‘My boyfriend keeps dumping me – and I keep taking him back’

'If you do not deal with this situation, it has the power to plant a seed in you that you are not to be valued'
'If you do not deal with this situation, it has the power to plant a seed in you that you are not to be valued' - R.Fresson/A Human Agency

Dear A&E,

My boyfriend of a year and a half keeps dumping me and then coming back and telling me it was a mistake. The first time he dumped me because he said it wasn’t fun anymore. The second time he said that he loved me but the spark had gone and the third time he told me he thought he’d met someone else. But each time he comes back devastated and tells me he’s only ever loved me and that he hates himself and I’m the only one who understands. I take him back because I am madly in love with him but I just feel so sad and worthless. What is going on? We are both 23.

– Distraught

Dear Distraught,

Oh, Darling – we have been there. And it’s awful. People pressing their noses to the window of your relationship will see melodrama, foolishness, bad decisions. They will sympathise but they will gossip. They will roll their eyes. What they will not see is your pain. And this is what we must alert you to. Respect your pain, Distraught. It is giving you information. The intensity of pain - and, in particular, familiar pain, which becomes more corrosive with each iteration – will tend to disguise itself as love. It must be love because it hurts so much, right? Wrong. He may tell you he loves you but this is not love; this is not loving behaviour; this is emotional violence. He is hurting you. Madly in love? Mad being the operative. And some part of you already knows this. You are becoming complicit in your own destruction and that will be harder to recover from than some silly, priapic, faithless boy. You can blame him, up to a point, but you may end up turning on yourself: how could I allow that to happen and keep happening?

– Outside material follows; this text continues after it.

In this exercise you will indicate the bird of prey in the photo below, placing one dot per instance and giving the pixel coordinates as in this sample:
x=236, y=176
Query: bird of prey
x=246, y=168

Do not (and this is an order, Distraught) feel ashamed. The shame will keep you from accepting this is not what you hoped and dreamed it would be. It will keep you from grasping that however much you plot and intrigue, you will not ‘win’. And it will prevent you from understanding that this should not be about winning. They turn into tussles – these kinds of relationships.

There is bruising; there are PR battles and there is never a winner. Each time he turns back towards you it may feel like victory. But you have won a skirmish, not a war. And, all the time, your heart keeps breaking, your self-esteem keeps shrivelling and you move further away from who you are and what you need to flourish. It’s okay to think something is big love and then it turns out to be a big disaster. It’s hard and it hurts but it’s okay – and sometimes even good – that it happens.

If you do not deal with this situation, it has the power to plant a seed in you that you are not to be valued or honoured. It can become a faulty blueprint. He may end up being a brilliant partner to someone, one day, but that person is not you. He might mean what he says at the time he tells you he loves you but love is action. We have to look at what they do and how they treat us. He doesn’t appear to be having a relationship with you so much as rolling around in his own, personal psychodrama. You’re not the only one who understands. You are the only one who is always there and who delivers no consequences. We are all seduced by the idea of being ‘the only one’. But you do not want to be the only one who puts up with unkind and disrespectful behaviour. We do not believe this relationship will work out. Maybe it’s just that he is behaving cruelly. Maybe it’s just the emotional chemistry is wrong.

This is when you step away, quietly. Do not flounce (wow, did we flounce!). Don’t try to prove a point. Don’t try to make him jealous. Say no. Delete numbers and block on social media. Exercise. Perhaps, if you can afford it, get some therapy. Try not to drown your sorrows too much because you’ll do stupid things. See your friends. Don’t talk about this endlessly because it will keep the drama alive.

Each time he comes back to you – beyond the sheer relief that the pain has stopped – you lose a bit of what made the relationship happy at the start. You lose a chunk of self-respect and a fragment of perspective. Sometimes perspective is the most dangerous thing to lose because it sets us spinning. We can no longer find our place in the world, we become isolated and obsessed.

The most important relationship is the one you have with yourself and that is what deserves protection because it is precious. You deserve protection because you are precious. This we promise you – and we would say it to our 23 year-old selves, if only we could: you will not feel this way forever. You are not the problem. His behaviour is not information about you; it is information about him. You know what you know, Distraught. Onwards.